Thursday, December 2, 2010

Days Go By

Today is the penultimate day of my internship for this semester. (Penultimate means 'next to last'... it is my favorite word in the English language and I rarely get to use it!) Tomorrow, I will say farewell to the nineteen fourth-graders I have been working with for the past twelve weeks. My experience this semester has not at all been what I expected... some good, some bad... but, in the end, I totally afraid that I will cry tomorrow when I leave!!

About four weeks ago, you probably could have caught me saying that I didn't feel connected to these students. I wasn't sure if it was their age or just that I wasn't their normal teacher, but I didn't bond with them immediately the way I bonded with my last class. I think part of it just has to do with their community and their families. It's hard to explain without stereotyping, so... just trust me. I know what I am talking about! The past couple weeks have shown a drastic change... I am seeing that I bonded with these students early into my time with them, but it showed itself in a different way.

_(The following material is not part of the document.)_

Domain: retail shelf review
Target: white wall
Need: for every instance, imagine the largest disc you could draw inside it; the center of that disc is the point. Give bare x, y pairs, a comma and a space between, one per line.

Instead of all the hugs and "I love you's" and sweet notes and pictures I received from my students last semester, my fourth-graders have bonded with me by letting me into their little lives. I don't know how to explain it, but it just hit me yesterday - I am so attached to these students and most of them are attached to me. Not that I've done anything special... they would probably be attached to any student teacher. But, this year, I am their student teacher and they are mine for two more days. :) I feel like these students trust me not because they have to, but because they have seen over the course of the semester that I care about them and want the best for them. Second-graders will most likely love you no matter what... fourth-graders are a little harder to impress.

Last year, I felt 100% confident that I knew exactly what I wanted to do with my career. I wanted tot each upper-grades... possibly only as a math teacher. Now, I am not so sure. Teaching fourth-grade has really been an eye-opening experience, as this was my first semester to see what it is really like to prep students for the spring semester's standardized tests. I won't complain here, but I know we are headed for change after 2014 when the government realizes that the majority of schools won't and never will have 100% of students reading on grade level or considered proficient in math. But that's another story for another day. :)

So, at the end of this semester, I am unsure. Unsure of what's ahead... unsure if I will actually get a job in May (I better stop griping about education so I can get a job!! I really DO love teaching, don't get me wrong!)... unsure what I will be doing long-term. But, one thing I do know for now is that I am really going to miss my fourth-graders at Buhl... more than I thought I would.